Por Danny García
En el béisbol hay reglas que no se negocian. Una de ellas es el respeto. Y cuando se rompe, el mensaje llega directo y sin filtros.
Junior Caminero lo dijo en una transmisión en vivo por una red social: Mientras él esté en los Rays de Tampa Bay, Mike Deportes no entra al clubhouse. No es rumor, no es comentario al aire. Es un jugador dejando claro que hay límites que no se cruzan.

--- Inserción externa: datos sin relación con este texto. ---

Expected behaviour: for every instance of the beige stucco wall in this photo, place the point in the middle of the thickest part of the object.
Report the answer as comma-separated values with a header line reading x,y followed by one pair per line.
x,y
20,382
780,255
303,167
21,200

El clubhouse no es para likes, ni para polémica, ni para hacerse viral. Es un espacio sagrado del béisbol.
Y ahí Mike ha fallado. Por la forma en que maneja su contenido, queda claro que todo gira en torno a los views: más polémica que análisis, más chisme que información, más ruido que respeto. Lo he dicho antes, y lo repito: su estilo parece más de farándula que de periodismo deportivo.
El béisbol no se juega en redes. No se gana reputación con seguidores ni con titulares sensacionalistas.
Se gana en el terreno y se respeta en el clubhouse. Y cuando un comunicador cruza la línea, los jugadores reaccionan. Caminero lo dejó claro: mientras él esté ahí, hay límites que no se negocian.
El mensaje es simple: el periodismo deportivo debe informar, analizar y cuestionar, pero nunca convertir el deporte en un espectáculo de chismes por likes. Cuando el periodista pierde credibilidad, el jugador cierra la puerta.
!Y cuando el clubhouse se cierra, el mensaje es contundente: algo se hizo mal!